No BUGS, instead JAGS

JAGS is a useful statistics tool, helping you decide how to generalise experimental results. For example, if you roll a die ten times and it comes up “six” half of the time, is that strong evidence that the die is loaded? Or if you toss a coin ten times and it comes up heads nine times, what the probability that the coin is a “normal” coin?

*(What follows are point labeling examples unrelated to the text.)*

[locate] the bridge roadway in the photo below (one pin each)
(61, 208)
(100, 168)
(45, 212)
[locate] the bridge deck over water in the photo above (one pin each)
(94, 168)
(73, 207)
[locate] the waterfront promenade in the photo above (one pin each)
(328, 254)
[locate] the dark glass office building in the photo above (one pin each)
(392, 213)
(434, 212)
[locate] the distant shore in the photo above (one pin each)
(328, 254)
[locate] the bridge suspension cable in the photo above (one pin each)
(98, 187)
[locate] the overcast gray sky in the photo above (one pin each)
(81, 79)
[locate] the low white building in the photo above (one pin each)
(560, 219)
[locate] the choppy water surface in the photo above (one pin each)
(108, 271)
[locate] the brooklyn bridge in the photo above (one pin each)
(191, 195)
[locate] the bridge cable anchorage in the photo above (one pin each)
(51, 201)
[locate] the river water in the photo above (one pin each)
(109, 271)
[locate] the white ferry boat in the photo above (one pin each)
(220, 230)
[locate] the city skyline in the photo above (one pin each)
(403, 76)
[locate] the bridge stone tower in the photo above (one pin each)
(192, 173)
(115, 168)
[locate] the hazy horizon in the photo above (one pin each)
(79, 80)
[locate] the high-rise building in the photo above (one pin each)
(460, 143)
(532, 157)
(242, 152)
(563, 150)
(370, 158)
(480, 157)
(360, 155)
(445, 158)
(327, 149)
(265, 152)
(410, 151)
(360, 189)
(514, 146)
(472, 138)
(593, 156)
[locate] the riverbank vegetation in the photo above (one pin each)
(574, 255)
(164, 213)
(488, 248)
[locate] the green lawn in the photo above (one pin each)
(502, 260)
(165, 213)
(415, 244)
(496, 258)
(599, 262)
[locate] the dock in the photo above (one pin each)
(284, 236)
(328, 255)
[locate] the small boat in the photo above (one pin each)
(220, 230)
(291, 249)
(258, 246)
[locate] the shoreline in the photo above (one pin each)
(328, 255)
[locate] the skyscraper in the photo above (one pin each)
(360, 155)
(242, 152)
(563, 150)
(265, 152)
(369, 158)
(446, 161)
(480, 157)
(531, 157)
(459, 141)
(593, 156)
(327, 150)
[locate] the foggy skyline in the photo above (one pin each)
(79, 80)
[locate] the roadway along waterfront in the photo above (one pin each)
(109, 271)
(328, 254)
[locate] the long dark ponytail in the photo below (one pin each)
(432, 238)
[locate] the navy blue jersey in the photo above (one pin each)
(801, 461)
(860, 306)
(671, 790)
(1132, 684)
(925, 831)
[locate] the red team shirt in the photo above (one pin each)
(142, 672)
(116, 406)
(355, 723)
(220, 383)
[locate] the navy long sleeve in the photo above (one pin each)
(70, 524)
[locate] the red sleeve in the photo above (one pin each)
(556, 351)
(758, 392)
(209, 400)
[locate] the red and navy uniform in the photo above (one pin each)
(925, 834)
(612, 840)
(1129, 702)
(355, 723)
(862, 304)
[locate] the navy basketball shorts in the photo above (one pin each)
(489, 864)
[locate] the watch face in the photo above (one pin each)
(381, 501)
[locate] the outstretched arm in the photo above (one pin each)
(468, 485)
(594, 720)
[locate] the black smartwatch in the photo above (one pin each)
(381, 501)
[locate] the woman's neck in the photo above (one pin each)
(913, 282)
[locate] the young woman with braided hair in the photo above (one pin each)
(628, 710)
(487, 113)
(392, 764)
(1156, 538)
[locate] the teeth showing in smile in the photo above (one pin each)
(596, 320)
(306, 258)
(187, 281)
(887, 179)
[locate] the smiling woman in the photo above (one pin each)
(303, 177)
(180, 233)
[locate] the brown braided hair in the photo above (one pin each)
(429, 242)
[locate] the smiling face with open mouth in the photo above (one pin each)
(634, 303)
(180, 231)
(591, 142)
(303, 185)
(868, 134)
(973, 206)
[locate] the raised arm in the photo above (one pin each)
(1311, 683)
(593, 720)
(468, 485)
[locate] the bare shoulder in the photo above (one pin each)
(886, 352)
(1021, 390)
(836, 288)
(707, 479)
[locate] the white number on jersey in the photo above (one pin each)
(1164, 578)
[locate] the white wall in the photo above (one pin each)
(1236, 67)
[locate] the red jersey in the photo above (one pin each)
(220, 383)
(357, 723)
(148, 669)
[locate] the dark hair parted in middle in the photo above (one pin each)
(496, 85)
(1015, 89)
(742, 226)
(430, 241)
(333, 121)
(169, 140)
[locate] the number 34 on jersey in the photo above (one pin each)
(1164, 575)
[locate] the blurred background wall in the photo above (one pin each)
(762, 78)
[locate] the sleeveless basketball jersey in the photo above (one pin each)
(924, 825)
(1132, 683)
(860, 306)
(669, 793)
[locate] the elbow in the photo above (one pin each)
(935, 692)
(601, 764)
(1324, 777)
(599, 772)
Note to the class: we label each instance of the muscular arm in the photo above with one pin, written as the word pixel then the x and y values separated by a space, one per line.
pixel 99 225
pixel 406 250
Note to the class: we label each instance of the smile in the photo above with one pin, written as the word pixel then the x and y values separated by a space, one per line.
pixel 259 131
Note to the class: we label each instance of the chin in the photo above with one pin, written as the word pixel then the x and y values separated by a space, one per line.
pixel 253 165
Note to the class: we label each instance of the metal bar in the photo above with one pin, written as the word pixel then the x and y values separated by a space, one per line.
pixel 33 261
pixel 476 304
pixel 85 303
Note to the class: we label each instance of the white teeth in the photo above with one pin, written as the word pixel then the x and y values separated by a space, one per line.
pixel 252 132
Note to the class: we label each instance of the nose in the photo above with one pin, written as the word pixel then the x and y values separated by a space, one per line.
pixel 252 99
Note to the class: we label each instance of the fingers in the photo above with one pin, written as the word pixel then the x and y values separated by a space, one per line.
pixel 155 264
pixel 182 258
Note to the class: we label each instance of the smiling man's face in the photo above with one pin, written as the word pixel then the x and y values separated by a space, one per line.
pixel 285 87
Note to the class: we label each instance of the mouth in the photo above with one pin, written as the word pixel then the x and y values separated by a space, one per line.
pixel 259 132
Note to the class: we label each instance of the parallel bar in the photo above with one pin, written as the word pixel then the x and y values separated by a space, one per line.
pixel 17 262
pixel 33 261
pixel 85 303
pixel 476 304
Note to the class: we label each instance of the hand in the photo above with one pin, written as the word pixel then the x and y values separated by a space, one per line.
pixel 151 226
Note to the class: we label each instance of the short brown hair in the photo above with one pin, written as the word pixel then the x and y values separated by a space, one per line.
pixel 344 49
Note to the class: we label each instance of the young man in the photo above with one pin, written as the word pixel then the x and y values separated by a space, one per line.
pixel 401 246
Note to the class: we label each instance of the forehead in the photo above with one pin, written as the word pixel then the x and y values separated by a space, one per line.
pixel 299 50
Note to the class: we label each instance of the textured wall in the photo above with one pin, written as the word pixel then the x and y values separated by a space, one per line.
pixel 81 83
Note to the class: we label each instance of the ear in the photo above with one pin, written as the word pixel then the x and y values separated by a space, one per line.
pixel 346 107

JAGS is based on the bayesian approach to statistics, which uses Bayes rule to go from your experimental results to a (probabilistic) statement of how loaded the dice is. This is different approach from the frequencist approach to statistics which most textbooks cover – with p values and null hypothesis test. The upside of the bayesian approach is that it answers the kind of questions you want to ask (like, “what is the probability that drug A is better than drug B at treating asthma”) as opposed to the convoluted questions which frequencist statistics answer (“assuming that there’s no difference between drug A and drug B, what’s the probability that you’d get a measured difference at least as large as the one you saw?”). The downside of Bayesian stats is that you have to provide a “prior” probability distribution, which expresses your beliefs of how likely each outcome is prior to seeing any experiment results. That can seem a bit ugly, since it introduces a subjective element to the calculation. Some people find that unacceptable, and indeed that’s why statistics forked in the early 1900s from its bayesian origins to spawn the frequencist school of probability with it’s p-values driven by popular works by Ronald Fisher. But on the other hand, no experiment is run in a vacuum. We do not start each experiment in complete ignorance, nor is our selection of which experiments to run, or which hypotheses to check, determined objectively. The prior allows us to express information from previous knowledge, and we can rerun our analysis with a range of priors to see how sensitive our results are to the choice of prior.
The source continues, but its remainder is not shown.